I have 12 month old twins. Today I was eating chocolate and one of my twin tried to grab it as she wanted it but I didnt give it. Is it safe for babies to have chocolate and honey ? Also wanted to know about eggs.
Chocolate, eggs and honey are all safe at 12 months, unless your children have a specific allergy to them.
Too much chocolate or honey could be bad for their teeth. Also see info below about feeding too much sweet foods to babies.
Eggs should be cooked until the yolks are solid, to avoid the risk of salmonella. (NHS Choices: Eggs. See section "Egg safety"). It doesn't matter how you cook them (boiled, scrambled, fried) so long as they're cooked thoroughly.
Honey is not recommended for infants under 12 months of age due to the "rare but serious" risk of infant botulism, but yours are 12 months old so that should be ok. (BBC News: Parents reminded to avoid honey in babies)
Twelve months onwards
By now your baby can fit in with the family by eating three meals a day. They will also need healthy snacks between meals as well as two to three cups of milk each day.
Avoid snacks with lots of added sugar and keep offering healthy snacks/finger foods such as vegetables, bread or pieces of pasta, potato, meat or fish to encourage them to be independent eaters.
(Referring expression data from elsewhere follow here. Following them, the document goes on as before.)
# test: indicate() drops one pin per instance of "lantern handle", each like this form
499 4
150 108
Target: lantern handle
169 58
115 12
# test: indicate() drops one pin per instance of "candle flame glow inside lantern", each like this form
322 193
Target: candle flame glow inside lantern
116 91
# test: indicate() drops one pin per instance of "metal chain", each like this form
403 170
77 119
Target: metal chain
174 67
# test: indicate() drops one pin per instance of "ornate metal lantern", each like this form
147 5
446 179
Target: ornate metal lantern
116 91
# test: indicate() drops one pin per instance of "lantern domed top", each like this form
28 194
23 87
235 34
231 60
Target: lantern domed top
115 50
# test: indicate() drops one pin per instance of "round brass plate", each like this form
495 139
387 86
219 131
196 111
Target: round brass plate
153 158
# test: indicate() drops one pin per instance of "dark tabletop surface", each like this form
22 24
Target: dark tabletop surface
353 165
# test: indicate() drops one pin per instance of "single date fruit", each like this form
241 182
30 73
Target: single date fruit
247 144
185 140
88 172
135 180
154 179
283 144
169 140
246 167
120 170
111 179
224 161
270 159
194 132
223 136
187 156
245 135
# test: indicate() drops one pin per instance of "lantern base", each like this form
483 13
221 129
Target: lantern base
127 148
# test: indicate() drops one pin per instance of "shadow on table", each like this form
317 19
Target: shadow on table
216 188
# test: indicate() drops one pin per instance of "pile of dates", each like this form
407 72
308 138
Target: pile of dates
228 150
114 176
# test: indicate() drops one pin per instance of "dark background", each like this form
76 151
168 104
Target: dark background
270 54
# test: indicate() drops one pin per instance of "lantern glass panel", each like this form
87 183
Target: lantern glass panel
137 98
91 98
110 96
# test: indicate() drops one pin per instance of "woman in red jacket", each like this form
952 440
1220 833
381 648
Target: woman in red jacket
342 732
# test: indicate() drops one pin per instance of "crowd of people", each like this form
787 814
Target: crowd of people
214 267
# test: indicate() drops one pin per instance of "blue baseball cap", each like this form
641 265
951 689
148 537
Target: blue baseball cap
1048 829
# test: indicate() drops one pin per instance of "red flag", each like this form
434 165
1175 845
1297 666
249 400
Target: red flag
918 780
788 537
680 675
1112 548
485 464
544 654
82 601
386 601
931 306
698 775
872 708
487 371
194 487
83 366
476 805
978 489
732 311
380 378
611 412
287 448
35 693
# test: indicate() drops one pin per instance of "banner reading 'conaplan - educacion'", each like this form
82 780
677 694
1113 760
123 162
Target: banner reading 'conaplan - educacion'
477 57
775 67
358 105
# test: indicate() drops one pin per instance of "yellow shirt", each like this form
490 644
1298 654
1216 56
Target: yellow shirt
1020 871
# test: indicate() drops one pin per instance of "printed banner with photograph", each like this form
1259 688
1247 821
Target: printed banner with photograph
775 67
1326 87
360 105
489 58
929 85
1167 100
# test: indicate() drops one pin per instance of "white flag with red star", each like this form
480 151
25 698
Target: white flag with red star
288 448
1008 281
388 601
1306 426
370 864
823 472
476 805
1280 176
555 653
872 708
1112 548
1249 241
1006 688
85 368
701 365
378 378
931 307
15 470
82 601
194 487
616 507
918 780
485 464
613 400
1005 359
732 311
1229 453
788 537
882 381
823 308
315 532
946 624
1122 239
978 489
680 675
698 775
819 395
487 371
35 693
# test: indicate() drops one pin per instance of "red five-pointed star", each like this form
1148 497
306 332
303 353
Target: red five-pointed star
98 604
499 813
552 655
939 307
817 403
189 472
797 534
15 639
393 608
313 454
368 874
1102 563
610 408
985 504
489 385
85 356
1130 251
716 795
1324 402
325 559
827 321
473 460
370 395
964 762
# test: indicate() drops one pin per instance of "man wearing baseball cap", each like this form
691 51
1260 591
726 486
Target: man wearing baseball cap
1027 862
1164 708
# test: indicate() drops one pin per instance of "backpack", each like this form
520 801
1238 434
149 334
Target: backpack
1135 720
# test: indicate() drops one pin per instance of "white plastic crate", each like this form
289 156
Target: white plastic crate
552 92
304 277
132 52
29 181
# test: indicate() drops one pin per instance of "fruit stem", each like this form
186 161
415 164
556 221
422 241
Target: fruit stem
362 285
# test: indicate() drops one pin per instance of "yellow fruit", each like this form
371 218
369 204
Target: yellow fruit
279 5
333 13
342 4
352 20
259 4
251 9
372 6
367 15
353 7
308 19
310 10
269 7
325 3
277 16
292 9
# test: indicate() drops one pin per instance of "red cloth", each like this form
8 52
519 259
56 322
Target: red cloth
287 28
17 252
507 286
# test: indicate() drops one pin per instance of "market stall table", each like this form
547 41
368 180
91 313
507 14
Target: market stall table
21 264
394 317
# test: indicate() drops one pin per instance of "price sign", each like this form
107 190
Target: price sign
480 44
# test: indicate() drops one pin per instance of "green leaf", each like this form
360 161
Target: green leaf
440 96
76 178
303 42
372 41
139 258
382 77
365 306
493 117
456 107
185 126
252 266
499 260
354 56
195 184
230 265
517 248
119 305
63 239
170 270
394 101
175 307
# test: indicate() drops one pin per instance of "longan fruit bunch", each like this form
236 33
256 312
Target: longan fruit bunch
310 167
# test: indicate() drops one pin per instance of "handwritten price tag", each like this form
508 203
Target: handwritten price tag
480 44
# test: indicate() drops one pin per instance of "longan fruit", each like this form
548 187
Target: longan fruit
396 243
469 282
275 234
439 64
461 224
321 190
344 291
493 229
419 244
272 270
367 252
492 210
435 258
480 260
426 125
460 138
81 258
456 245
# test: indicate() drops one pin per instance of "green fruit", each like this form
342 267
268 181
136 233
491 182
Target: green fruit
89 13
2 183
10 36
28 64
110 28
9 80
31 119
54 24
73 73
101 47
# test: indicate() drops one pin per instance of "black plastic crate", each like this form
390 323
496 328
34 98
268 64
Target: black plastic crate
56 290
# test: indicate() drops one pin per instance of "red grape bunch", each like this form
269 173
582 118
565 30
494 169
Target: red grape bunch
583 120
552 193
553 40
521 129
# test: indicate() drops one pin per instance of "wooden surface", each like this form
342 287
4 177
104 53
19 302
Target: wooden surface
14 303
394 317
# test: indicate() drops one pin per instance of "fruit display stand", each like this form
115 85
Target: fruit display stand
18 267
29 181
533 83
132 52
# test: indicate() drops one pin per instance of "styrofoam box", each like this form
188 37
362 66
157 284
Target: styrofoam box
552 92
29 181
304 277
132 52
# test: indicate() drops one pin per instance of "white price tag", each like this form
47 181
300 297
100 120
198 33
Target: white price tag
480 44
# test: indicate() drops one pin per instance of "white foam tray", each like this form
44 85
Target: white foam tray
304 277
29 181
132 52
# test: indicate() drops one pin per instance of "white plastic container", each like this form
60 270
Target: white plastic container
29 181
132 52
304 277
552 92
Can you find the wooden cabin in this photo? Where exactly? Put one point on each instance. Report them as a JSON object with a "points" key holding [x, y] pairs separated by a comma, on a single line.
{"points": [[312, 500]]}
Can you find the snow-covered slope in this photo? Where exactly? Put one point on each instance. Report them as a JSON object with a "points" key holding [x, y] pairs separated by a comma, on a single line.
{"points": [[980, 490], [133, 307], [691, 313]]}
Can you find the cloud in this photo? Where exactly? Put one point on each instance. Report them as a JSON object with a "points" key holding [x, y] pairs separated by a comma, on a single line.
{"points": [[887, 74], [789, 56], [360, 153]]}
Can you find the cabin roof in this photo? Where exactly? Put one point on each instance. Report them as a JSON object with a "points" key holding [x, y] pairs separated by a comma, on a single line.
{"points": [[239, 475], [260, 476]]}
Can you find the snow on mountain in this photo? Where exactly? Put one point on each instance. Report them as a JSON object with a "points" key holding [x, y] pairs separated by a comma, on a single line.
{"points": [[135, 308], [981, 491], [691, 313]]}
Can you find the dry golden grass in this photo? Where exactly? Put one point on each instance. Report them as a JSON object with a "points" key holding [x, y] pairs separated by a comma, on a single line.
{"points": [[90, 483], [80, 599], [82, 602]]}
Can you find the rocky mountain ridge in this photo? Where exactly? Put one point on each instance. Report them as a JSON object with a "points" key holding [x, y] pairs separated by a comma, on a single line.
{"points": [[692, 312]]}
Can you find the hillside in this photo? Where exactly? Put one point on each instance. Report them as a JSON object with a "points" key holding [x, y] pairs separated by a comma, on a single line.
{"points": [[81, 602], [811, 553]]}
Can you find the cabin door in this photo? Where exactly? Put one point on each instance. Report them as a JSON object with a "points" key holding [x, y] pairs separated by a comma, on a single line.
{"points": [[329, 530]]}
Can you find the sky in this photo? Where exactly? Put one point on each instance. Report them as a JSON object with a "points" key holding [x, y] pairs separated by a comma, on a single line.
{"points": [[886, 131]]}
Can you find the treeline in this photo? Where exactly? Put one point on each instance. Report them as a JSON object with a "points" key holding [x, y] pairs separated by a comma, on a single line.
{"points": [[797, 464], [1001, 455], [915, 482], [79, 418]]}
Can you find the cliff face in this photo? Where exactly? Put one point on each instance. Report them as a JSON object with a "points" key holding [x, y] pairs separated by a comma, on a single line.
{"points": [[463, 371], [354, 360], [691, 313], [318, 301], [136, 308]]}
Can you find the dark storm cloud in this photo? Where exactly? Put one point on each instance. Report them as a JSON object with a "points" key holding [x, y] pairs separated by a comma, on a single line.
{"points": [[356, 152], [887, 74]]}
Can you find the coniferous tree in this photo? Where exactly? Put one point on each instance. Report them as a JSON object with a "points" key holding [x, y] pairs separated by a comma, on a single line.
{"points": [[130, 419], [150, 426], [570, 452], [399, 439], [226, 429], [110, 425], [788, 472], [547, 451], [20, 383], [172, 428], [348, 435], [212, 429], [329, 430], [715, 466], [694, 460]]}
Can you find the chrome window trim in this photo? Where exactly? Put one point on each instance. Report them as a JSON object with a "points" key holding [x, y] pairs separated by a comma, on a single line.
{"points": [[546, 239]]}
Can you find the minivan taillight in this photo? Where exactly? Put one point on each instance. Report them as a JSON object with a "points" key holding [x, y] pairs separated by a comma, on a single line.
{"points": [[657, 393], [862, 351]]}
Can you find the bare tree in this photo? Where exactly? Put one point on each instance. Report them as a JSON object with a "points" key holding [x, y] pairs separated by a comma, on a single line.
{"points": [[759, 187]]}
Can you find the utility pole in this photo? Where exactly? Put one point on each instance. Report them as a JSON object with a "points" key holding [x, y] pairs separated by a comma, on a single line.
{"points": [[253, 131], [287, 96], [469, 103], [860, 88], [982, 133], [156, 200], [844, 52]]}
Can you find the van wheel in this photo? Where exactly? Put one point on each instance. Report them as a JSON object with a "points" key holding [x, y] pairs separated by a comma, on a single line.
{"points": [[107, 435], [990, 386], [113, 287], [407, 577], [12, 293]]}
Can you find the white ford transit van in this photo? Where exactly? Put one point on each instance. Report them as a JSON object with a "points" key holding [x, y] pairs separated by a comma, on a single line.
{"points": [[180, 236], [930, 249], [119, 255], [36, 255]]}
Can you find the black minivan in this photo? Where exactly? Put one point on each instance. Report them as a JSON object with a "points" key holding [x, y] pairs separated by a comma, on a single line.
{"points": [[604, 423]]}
Remember that babies need full fat milk and dairy products until they are two years old because they need the extra fat and vitamins in full fat dairy products.
Whole nuts should not be given before five years as they may cause choking.
Babies who are given sweet things to eat or drink are more likely to get a taste for sweet foods than babies who are not. Giving babies food with added sugar can cause these serious problems:
It can rot their tiny teeth, and lead to fillings and even lost teeth (drinks with added sugar are particularly bad for babies’ teeth – it’s like giving a baby a lolly to suck on all day).
It can put them at a higher risk of becoming overweight or obese, which can lead to type 2 diabetes, heart disease and some cancers in later life.
Giving your baby a sweet tooth also means that they are more likely to keep pestering and crying for sugary things. This makes it difficult to say ‘no’ to but means that your baby learns that crying and pestering will get them what they want.
Sweet as they are - how to avoid giving your baby a sweet tooth, NHS Start4Life
“Really, anything that you can put in baby’s mouth, if it’s nutritious and they won’t choke on it, is okay,” says Rachel Lewis, MD, an assistant professor of clinical pediatrics at Columbia University College of Physicians and Surgeons.